See this session:
$ echo -e 'foo\n\n<!--bar-->\n\n[[Category:Baz]]' > /tmp/wt $ php bin/parse.php < /tmp/wt > /tmp/old.html $ sed 's/<\/p>/<\/p>\n<ul><li>x<\/li><\/ul>/g;' < /tmp/old.html > /tmp/new.html $ php bin/parse.php --selser --html2wt --oldtextfile /tmp/wt --oldhtmlfile /tmp/old.html < /tmp/new.html > /tmp/wt.new $ diff /tmp/wt /tmp/wt.new 3c3 < <!--bar--> --- > * x 4a5 > <!--bar--> $ cat /tmp/wt.new foo * x <!--bar--> [[Category:Baz]]
This mimics the most common dirty diff now seen on discussion tool edits (hiwiki and ptwiki being the wikis where this seems to be prevalent).
I originally thought this was because of DOMDiff (which marks a large part of the DOM modified) but even after I manually tweaked the diff algorithm, the diffs persisted. It turns out that the separator constraints code forces max-newlines to 2 to prevent empty paragraph-wrappers. However, in this particular case, the trailing newlines, comment, and the category link are not p-wrapped since they are all rendering transparent.

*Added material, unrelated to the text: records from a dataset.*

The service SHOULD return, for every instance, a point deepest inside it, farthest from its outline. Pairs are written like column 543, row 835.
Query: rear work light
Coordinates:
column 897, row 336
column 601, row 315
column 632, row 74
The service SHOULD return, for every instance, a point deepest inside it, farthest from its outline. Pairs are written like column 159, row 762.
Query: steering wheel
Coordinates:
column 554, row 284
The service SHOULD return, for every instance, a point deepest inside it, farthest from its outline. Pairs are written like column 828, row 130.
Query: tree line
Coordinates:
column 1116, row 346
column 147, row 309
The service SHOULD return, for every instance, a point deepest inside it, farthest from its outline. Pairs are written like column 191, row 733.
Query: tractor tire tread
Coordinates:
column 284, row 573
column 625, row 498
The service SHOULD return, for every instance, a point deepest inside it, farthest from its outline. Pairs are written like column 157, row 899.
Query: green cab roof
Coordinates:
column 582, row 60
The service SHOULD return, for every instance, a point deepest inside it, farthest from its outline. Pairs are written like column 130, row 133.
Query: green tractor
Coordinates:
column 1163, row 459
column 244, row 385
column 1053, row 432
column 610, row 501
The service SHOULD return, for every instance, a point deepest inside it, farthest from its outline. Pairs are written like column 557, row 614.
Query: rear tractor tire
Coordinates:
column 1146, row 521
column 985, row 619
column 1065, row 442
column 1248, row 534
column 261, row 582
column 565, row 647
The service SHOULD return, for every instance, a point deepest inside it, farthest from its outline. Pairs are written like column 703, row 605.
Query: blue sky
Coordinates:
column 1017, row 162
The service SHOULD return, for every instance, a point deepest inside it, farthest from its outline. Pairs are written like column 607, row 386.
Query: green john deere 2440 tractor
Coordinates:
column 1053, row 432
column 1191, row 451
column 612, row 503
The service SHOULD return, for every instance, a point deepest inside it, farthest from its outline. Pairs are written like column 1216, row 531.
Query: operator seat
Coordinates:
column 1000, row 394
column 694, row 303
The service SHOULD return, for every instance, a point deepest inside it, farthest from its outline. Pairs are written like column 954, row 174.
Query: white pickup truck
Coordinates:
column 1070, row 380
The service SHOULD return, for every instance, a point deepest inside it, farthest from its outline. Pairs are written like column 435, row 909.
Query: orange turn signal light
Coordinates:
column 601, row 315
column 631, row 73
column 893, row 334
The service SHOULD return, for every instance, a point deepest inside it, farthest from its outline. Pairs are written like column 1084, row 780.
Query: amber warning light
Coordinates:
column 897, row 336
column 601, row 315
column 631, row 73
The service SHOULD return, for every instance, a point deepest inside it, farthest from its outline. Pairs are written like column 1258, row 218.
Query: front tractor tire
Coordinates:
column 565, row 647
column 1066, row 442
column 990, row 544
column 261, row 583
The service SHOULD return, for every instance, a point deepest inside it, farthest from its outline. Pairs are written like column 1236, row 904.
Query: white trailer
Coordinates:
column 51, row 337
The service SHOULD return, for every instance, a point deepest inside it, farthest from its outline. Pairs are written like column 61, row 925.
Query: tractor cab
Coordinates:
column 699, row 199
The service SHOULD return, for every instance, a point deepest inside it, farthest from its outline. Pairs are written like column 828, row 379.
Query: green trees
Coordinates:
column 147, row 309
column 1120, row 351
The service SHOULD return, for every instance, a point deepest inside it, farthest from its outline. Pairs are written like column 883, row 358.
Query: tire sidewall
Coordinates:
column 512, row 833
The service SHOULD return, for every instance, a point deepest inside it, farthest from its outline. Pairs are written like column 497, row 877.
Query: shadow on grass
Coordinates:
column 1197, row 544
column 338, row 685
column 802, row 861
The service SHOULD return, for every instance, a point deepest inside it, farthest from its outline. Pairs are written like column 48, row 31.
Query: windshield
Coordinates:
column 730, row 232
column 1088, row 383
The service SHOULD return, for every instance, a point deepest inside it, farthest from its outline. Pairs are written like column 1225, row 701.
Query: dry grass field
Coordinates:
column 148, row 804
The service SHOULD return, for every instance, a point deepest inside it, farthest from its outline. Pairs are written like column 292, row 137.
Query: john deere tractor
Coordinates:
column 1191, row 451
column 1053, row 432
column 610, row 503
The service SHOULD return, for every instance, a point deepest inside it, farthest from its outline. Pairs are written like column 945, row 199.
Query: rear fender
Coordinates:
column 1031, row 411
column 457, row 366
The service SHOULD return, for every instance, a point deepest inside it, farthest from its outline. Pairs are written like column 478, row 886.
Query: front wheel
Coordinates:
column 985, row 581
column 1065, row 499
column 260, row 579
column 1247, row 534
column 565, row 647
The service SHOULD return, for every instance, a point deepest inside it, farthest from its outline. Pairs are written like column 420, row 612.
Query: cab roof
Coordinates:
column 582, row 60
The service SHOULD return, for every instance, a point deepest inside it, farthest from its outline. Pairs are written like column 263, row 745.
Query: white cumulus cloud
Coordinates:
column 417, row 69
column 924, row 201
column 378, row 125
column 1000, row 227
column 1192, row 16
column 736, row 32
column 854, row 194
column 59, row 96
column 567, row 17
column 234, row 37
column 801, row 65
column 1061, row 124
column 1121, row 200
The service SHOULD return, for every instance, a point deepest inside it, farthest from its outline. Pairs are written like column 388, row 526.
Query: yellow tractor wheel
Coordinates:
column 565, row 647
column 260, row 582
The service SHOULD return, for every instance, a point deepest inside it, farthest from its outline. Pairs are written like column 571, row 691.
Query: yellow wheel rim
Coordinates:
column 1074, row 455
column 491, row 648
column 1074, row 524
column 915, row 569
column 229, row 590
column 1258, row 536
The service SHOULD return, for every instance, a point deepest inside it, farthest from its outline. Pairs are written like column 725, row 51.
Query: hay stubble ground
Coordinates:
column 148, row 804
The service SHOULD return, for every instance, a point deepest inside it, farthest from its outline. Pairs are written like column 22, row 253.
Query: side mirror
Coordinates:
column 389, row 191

So, this is somewhat of an edge case in the logic but something that is being repeated triggered when replies are being added close to the end of a document.
But, more pertinently, the code doesn't have smarts to realize that even though all the content is marked edited, all the content comes from source. I am not convinced we should add that logic since it just adds unnecessary complexity.
So, if there is a fix we should make, it might be to the newline constraints logic, if at all.